1. Outcome: mortality rate or similar; Response variable: whether or not an individual baby survived.
2. Comparison: Between home and hospital births; Explanatory variable: Where the baby is born (this is what varies)
3. Observational (cross-sectional/non-directional) study.
4. Some are up for debate... The point here is that confounding variables are (potentially) related to both the response and explanatory variables.
1. The maximum temperature on the day of giving birth: Neither?
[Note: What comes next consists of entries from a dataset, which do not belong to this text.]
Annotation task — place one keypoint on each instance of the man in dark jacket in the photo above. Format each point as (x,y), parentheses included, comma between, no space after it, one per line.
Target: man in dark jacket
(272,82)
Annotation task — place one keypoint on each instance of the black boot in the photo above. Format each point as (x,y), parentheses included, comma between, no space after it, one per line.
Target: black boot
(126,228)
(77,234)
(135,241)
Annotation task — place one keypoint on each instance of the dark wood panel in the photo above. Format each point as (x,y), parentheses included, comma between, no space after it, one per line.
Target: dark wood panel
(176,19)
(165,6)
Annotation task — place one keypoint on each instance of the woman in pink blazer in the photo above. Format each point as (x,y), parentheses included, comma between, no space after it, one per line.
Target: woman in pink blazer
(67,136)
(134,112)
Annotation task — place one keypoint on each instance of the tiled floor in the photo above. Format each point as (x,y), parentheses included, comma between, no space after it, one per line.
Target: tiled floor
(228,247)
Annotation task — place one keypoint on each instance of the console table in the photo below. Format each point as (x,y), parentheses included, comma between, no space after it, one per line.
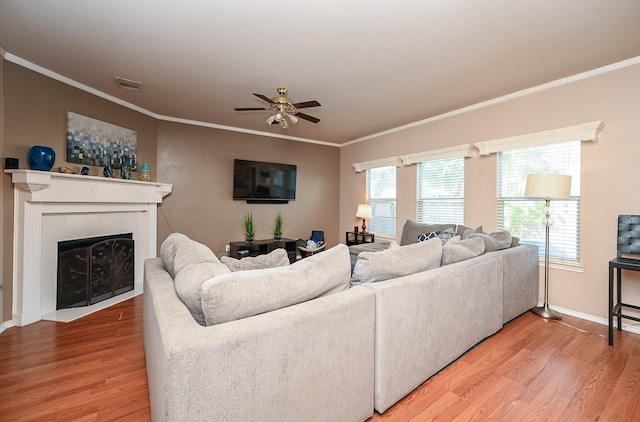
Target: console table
(261,247)
(353,238)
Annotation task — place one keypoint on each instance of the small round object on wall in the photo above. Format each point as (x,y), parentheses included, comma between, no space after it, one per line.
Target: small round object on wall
(41,157)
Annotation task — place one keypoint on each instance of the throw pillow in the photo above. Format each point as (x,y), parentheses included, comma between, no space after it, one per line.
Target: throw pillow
(243,294)
(494,241)
(461,250)
(444,236)
(276,258)
(397,262)
(413,229)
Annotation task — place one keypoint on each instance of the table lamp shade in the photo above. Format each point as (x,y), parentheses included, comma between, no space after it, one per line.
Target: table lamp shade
(364,211)
(548,186)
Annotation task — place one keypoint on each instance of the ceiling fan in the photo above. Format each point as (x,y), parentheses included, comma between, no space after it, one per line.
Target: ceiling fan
(283,108)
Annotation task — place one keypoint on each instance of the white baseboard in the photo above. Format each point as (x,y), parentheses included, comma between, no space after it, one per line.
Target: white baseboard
(604,321)
(5,325)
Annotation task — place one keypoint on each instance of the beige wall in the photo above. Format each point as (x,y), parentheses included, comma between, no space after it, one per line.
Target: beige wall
(199,163)
(5,299)
(610,171)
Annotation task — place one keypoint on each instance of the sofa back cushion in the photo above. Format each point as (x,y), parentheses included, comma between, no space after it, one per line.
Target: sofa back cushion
(168,250)
(194,263)
(243,294)
(453,252)
(276,258)
(413,229)
(397,262)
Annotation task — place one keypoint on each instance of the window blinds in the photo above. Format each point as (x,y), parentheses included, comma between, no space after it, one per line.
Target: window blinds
(522,216)
(441,191)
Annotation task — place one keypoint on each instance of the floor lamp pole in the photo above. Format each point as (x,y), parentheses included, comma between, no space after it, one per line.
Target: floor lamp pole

Possibly confounding?
2. The health of the mother; Confounding (and hence extraneous, according to our definitions).
3. The distance to the nearest hospital: Confounding (and hence extraneous, according to our definitions).
4. The number of previous births by the mother: Not sure. Possibly confounding. I'd have to think more.
5. Baby's gender: Probably neither. Related to mortality (male babies have higher infant mortality) but not to the place of birth.
5. Not experimental.
6. Observational (cross-sectional/non-directional) study.
7. Possible RQ: "Among American mothers' births (P), is the neo-mortality rate (O) the same when giving birth at home compared to giving birth in hospital (C)?"
8. Cause-and-effect not reasonable (observational study).
9. Voluntary response. Data volunteered are likely to be more favourable than the data that was not volunteered. Limitations: many. For example, mothers who have been told to expect a difficult birth would probably opt for an in-hospital birth.
10. This report doesn't suggest it is safer.
11. The headline is accurate, but is certainly not the complete story as it implies cause-and-effect.
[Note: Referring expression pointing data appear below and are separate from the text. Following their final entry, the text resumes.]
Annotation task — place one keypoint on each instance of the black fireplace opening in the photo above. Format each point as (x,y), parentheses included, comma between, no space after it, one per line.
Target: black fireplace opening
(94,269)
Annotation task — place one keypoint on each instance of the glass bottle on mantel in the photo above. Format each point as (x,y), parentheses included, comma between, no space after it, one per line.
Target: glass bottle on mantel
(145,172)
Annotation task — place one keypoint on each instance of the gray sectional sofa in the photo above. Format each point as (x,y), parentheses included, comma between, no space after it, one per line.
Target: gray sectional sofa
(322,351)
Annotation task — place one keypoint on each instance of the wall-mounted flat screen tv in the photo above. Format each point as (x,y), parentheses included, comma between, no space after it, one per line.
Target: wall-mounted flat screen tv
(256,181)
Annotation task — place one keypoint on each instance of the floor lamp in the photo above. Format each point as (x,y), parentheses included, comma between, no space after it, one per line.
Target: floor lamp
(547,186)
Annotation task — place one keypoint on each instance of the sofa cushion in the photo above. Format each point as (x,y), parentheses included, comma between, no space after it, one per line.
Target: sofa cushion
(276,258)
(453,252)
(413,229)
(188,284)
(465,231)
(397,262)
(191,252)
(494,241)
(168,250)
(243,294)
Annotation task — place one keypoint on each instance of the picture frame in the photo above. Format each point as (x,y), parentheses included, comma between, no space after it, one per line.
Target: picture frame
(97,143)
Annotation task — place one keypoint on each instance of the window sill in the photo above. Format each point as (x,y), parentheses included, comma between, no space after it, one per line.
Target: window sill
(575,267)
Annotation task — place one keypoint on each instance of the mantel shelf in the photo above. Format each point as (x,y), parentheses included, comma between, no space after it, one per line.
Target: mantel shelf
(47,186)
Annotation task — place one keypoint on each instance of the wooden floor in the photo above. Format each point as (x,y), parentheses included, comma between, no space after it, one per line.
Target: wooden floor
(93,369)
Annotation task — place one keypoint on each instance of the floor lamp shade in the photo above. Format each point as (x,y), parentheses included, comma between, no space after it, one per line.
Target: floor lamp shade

1. Yes: "They were randomly allocated to take palmolein ("B9") or canola ("T4") crisps for the first 3 weeks, then (without a washout period) changed over to the other type, canola or palmolein for another 2 weeks".
2. It has: "the type of oil was known only by the food scientist..."
3. "the type of oil was known only by the food scientist..."
4. Probably.

Use a multi-stage sample: Select a carpark at random, then a row of cars at random, then cars at random.

1. The 'who' or 'what' which are observed, and for which data are collected: F. Units of observation.
2. A study where the researcher creates differences in the explanatory variable and measures the change in the response variable: G. Experimental study.
3. The result or effects of interest, across the population: B. Outcome.
4. What we 'do' to the individuals in the study: H. Intervention.
5. The question of interest to be answered by the study: D. Research question.
6. The larger group of individuals that are the focus of the study: E. Population.
7. The smallest independent 'who' or 'what' about which generalisations and conclusions are made, and for which information is analysed: C. Units of analysis.
8. A study where the researcher observes difference in the explanatory variable, and notices if these are related to changes in the response: A. Observational study.

1. Variables: risk of dying from heart disease (or mortality rate? It's a bit ambiguous) as response; whether they get fish oil and/or Vitamin E as explanatory.
2. True experimental, as fish oil and Vitamin E are given to subjects, and the groups are determined by the researchers.
3. Randomization is not mentioned but probably used (a reporting issue). Control used (there is a placebo). Blinding: not stated. Blocking: none indicated. Study seems well done, so no obvious lurking variables (however, all subjects did change their diet). Group allocated by researchers, so a true experiment.
4. Since experiment, lurking variables not an issue (if study well done).
5. Cause-and-effect relationship likely (if experiment well done).
6. Limitations: Study only looked at people who have had a heart attack, were on heart medication, and looks like all subjects were Italian, and all subjects changed to a healthy diet.
7. Units of observation: the individuals in the study. Units of analysis: the individuals in the study, as we are comparing the outcomes from each individual, and the outcome from each individual is independent of others.